Setelah melihat beberapa pertandingan awal di Euro 2012 ini saya melihat mulai banyak lagi bermunculan tipe-tipe pemain memiliki naluri sebagai seorang fantasista. Mungkin orang belum banyak yang memahami apa itu istilah “Fantasista”. Dalam sebuah tim sepak bola pemain ini biasa memiliki peran sebagai playmaker yang merupakan otak dalam membuka celah rapatnya barisan pertahanan lawan.
Di dalam lapangan seorang fantasista tidak memiliki posisi tetap atau biasa disebut free role. Dia dibebaskan untuk berkreasi sesuai keinginannya. Pemain ini memiliki visi yang luas dalam bermain serta dapat mengontrol pergerakan rekan satu timnya meski melihat secara sekilas seperti bidak dalam permainan catur. Selain itu terkadang mereka juga diberkahi kemampuandribble di atas rata-rata dan bakat ini hanya dimiliki segelintir pemain yang memang sudah terdapat dalam suratan takdirnya.
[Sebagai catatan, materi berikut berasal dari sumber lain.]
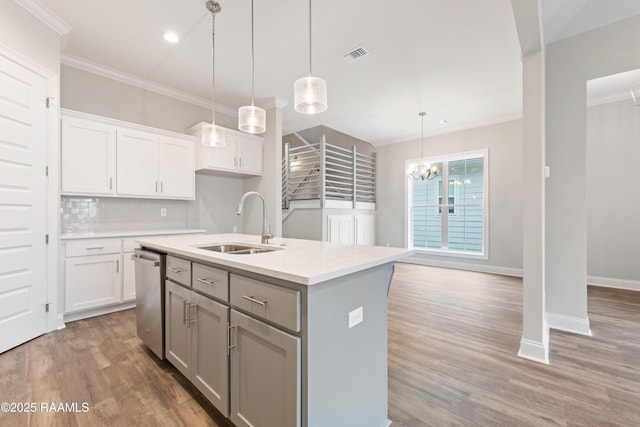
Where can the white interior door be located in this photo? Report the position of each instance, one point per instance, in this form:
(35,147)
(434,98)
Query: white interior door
(23,204)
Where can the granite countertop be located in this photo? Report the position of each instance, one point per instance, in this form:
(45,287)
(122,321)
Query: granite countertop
(305,262)
(127,233)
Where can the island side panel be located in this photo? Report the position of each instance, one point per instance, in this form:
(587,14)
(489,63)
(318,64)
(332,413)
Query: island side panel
(346,367)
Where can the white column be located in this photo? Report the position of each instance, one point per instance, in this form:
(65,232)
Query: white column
(534,344)
(270,183)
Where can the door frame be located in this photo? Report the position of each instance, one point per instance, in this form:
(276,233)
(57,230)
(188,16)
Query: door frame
(55,316)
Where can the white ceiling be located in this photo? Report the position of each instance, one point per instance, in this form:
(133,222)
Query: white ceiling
(457,60)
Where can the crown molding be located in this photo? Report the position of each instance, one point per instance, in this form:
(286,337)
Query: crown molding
(451,129)
(132,80)
(49,18)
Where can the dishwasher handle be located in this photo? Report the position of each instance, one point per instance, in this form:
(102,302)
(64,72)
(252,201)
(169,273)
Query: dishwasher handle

Bagai dirigen dalam suatu orkestra musik besar dan akan memukau siapa pun penonton yang melihat aksinya dalam bermain ataupun saat dia bermain, maka seolah-olah pemain ini sedang membuat suatu lukisan indah setara dengan Van Gogh maupun Da Vinci di atas kanvas berupa lapangan hijau.
Namun jika playmaker tersebut tidak memiliki visi bermain luas maka dia hanya dapat disebut sebagaiattacking midfielder biasa. Sebagai contoh lihatlah timnas inggris, sejak tempo dulu mereka bermain dengan cara setipe dengan yang dilakukan oleh penjaga loket parkir, mereka melakukan permainan monoton, membosankan, dan miskin taktik.
Salah satunya dapat disebabkan mereka hampir tidak pernah memiliki pemain bernaluri sebagai fantasista, pengecualian pada tahun 1966 ketika mereka juara piala dunia.
Generasi terdahulu terdapat beberapa pemain mencerminkan apa itu seorang fantasista. Kita lihat kehebatan dream tim Brazil pada Piala Dunia tahun 1954 mereka memiliki bocah ajaib bernama Pele kemudian berturut-turut lahirlah Garrincha, Jairzinho, Zico, lalu Italia memiliki Rivera, Prancis dengan Platini, bahkan Johan Cruyff seorang penemu total football yang fenomenal tersebut dapat menciptakan sepak bola indah dan menarik ditonton.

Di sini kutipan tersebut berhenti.